Auch Ehefrau soll von Plänen gewusst haben

Daraufhin änderte der 44-Jährige seine Pläne, wobei seine Ehefrau mittlerweile in diese eingeweiht gewesen und ihrem Mann bei den Vorbereitungen geholfen haben soll. Am 7. Oktober 2018 begab sich der IS-Sympathisant - nach seiner Festnahme Ende März 2019 wurde im Zug einer Hausdurchsuchung umfangreiches Propagandamaterial sichergestellt - wieder nach Allersberg und spannte ein Stahlseil schräg über die Geleise, das er an zwei Oberleitungsmasten befestigte. Um 23.19 Uhr kollidierte ein mit 160 Passagieren besetzter ICE mit einer Fahrtgeschwindigkeit von 204 km/h mit dem Stahlseil, was einen Lichtblitz und Schäden an der Frontscheibe sowie am Lack des Triebwagens, aber nicht mehr bewirkte.

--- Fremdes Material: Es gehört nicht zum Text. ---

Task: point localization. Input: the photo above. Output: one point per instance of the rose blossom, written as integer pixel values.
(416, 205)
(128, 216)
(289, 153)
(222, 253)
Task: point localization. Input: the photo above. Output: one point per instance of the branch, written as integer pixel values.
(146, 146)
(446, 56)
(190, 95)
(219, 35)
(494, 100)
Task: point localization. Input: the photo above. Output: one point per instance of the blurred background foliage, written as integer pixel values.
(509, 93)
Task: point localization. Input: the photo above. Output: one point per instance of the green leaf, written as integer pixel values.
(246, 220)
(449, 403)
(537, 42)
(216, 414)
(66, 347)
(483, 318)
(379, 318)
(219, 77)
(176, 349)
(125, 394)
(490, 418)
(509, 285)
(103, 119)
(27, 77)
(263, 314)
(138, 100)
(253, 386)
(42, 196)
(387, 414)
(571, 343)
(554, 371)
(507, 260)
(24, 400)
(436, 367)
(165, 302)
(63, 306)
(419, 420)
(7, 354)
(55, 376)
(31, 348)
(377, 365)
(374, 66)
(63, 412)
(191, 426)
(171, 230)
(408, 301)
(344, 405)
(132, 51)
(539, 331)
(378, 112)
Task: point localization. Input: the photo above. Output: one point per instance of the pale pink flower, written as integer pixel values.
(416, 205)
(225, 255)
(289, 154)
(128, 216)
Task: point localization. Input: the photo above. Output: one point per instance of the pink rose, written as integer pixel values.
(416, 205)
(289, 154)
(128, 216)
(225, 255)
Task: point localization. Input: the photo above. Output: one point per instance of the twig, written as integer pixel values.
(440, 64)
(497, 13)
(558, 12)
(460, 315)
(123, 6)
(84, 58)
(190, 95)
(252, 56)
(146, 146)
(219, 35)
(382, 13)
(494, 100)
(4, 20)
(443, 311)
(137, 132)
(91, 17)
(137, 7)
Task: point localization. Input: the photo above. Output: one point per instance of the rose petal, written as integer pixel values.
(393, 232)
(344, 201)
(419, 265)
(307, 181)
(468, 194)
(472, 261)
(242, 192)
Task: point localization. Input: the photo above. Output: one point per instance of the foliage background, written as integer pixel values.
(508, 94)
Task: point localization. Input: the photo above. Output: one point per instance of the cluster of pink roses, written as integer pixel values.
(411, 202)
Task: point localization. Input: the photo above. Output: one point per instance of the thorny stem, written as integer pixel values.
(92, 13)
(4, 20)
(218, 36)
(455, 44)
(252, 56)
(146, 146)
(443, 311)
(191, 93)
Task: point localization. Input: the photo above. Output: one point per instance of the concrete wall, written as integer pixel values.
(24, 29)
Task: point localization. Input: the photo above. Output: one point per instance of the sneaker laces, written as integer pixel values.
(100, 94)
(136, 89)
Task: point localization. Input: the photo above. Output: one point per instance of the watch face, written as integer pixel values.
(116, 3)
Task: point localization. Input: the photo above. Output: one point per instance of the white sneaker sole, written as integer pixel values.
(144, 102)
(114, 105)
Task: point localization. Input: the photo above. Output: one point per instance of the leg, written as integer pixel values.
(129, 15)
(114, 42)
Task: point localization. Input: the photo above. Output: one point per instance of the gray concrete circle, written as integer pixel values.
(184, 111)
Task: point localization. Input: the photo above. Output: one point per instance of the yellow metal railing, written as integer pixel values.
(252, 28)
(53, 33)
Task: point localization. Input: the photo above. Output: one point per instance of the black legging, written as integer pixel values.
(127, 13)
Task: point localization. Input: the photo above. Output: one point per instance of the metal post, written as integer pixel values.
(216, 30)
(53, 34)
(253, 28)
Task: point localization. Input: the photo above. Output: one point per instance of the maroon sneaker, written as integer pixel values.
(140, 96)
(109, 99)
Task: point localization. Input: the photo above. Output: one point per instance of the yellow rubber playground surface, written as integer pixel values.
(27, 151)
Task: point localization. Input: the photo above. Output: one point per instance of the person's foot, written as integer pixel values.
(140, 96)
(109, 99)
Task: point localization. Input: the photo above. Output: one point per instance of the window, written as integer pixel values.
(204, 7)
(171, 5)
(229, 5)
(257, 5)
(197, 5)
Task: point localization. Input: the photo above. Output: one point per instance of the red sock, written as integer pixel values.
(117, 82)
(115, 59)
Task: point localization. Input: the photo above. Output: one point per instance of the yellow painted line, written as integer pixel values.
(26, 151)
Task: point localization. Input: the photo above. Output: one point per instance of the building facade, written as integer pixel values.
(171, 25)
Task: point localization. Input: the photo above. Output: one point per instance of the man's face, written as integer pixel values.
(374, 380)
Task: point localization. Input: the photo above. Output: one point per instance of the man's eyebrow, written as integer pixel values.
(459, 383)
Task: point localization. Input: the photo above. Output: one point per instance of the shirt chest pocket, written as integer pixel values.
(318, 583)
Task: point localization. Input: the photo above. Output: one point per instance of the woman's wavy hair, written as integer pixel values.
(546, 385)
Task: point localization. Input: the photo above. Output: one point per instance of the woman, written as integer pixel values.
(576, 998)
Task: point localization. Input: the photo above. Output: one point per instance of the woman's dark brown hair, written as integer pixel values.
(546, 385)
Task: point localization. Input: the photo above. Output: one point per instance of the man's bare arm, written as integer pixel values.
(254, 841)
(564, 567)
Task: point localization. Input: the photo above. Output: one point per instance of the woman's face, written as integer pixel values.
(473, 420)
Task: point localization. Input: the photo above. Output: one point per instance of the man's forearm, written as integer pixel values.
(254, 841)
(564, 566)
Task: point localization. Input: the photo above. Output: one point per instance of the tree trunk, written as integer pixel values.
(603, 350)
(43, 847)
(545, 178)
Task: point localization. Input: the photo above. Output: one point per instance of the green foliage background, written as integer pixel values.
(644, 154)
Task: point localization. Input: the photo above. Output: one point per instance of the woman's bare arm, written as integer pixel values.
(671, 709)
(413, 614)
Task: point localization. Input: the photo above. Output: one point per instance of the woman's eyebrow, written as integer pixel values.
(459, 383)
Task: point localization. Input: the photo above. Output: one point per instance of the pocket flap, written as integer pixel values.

Darauf hin zielte der 44-Jährige auf einen Anschlag in Berlin ab - "dem Herzen Deutschlands", die der Staatsanwalt sagte. In einem Copyshop im Wiener Westbahnhof stellte er Kopien eines Drohschreibens her - die Vorlage vergaß er allerdings im Drucker, was wesentlich zu seiner Ausforschung beitrug.

Am 15. Dezember 2018 soll der Angeklagte an der Berliner S-Bahn-Station Karlshorst ein Seil mit zu Hakenkrallen gebogenen Eisenstangen über die Oberleitung geworfen haben, womit er wiederum einen Personenzug entgleisen lassen wollte. Allerdings touchierte dann ein Güterzug mit dem Hindernis, was einen gewaltigen Lichtblitz zur Folge hatte, wodurch der Oberleitungsmast beschädigt wurde.

"Sie wollten Anschläge im Namen des IS begehen, die größtmöglichen Sachschaden, größtmöglichen Personenschaden anrichten", meinte der Staatsanwalt. Der 44-Jährige sei "von der Idee besessen" gewesen, seine Frau habe ihn "tatkräftig" unterstützt.

"Bin eine unbekannte Person"

"Ich habe nicht geglaubt, dass es zu einer Entgleisung kommen kann. Hätte ich das geglaubt, hätte ich das nicht ausgeführt", betonte der 44-Jährige in seiner Einvernahme, die sich über Stunden hinzog. Er habe bewusst ICE-Züge gewählt, "weil diese Sensoren haben". Er sei davon ausgegangen, dass diese Sensoren beim Aufprall auf die Holzkeile bzw. das Stahlseil "anschlagen, der Schaffner aussteigt und die hinterlegten Drohschreiben findet".

Wiederholt betonte der Angeklagte, er habe fälschlicherweise vorgegeben, im Namen des IS gehandelt zu haben: "Ich bin eine unbekannte Person. Auf mich wird niemand aufmerksam." Indem er einen Bezug zum IS herstellte, habe er sich erhöhte Aufmerksamkeit erhofft.

Die Verhandlung wird am Donnerstag mit der Einvernahme der mitangeklagten Ehefrau fortgesetzt.